Son troisième opus est un mélange des deux, si on veut. Un thriller familial certes mais qui dit aussi beaucoup de la Croatie.
Jurica Pavicic fait quand même la nique aux auteurs de thrillers ventrus, qui enquillent jusqu’à plus soif des tueurs en série machiavéliques ourdissant des plans tordus dans des caves mal éclairés. Jurica le sait : le mal est rarement séduisant. Les caves tu y choppent surtout des champignons ou des moisissures.
Contrairement au nanawesque du thriller contemporain, ce roman est crédible. Et tendu. Quelle tension ! Sans tenailles, sans ce don d’ubiquité dont semblent doté les sérial killers récents. On dirait des X-men déviants, capable de sauter d’une maison de campagne à une ruelle en quelques minutes.
On lit sans faillir, non sans frémir, cette plongée en une Croatie secouée par le viol et meurtre sordide d’une jeune femme. De bonne famille. Ça secoue d’autant plus. Nous devinons vite qui est le coupable. Le suspense ne se niche pas là.
Il se loge en ce que nous ne savons pas vraiment ce que nous ferions nous ? Jusqu’où nous irions ?
Habité par deux personnages féminins inoubliables, le dernier livre de Pavicic est un bijou d’orfèvrerie. Une montre de précision dont nous n’entendrons aucun engrenage s’enclenchant alors qu’ils s’imbriquent implacablement, inexorablement, sans que nous puissions en anticiper la marche.

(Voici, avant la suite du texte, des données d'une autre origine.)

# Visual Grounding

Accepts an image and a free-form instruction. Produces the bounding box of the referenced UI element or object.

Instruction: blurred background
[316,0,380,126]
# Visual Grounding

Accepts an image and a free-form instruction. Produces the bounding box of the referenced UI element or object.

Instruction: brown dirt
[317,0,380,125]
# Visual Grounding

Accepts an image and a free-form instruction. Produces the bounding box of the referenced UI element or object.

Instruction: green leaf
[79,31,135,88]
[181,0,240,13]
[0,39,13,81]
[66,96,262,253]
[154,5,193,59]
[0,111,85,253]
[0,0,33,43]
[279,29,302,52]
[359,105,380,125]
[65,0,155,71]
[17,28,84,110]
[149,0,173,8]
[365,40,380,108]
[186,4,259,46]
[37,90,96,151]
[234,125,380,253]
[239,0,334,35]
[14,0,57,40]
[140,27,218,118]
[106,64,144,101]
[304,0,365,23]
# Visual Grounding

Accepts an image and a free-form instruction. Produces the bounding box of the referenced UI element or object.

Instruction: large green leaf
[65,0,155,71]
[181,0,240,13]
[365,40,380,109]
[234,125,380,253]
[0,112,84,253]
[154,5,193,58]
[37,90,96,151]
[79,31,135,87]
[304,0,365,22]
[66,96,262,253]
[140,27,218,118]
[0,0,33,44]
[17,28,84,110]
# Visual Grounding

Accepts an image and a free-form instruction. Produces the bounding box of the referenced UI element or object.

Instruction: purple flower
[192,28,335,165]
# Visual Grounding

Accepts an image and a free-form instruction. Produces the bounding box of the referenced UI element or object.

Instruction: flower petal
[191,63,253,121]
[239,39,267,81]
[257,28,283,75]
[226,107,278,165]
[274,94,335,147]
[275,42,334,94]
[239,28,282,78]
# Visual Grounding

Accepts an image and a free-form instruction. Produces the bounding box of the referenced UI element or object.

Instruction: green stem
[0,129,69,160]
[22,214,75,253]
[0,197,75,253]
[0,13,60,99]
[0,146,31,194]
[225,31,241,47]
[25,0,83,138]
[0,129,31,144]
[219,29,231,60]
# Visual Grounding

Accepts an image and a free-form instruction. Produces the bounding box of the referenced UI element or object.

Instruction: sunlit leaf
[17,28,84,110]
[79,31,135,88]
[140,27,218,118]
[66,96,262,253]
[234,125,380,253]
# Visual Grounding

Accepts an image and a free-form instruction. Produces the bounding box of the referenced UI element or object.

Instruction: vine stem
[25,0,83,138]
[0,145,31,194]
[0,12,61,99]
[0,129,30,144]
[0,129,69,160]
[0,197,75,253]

Une mécanique de précision qui n’occulte pas l’humaine tragédie, la fange ordinaire et une Croatie rongée par une corruption endémique. Si aucune leçon ne peut être donnée par notre pays en matière de pratique politique byzantine, on se dit que la Croatie n’est guère mieux lotie et que, in fine, les moins fortunés paieront.
Toujours ?
Imparable roman, jusqu’au dénouement grinçant et inconfortable.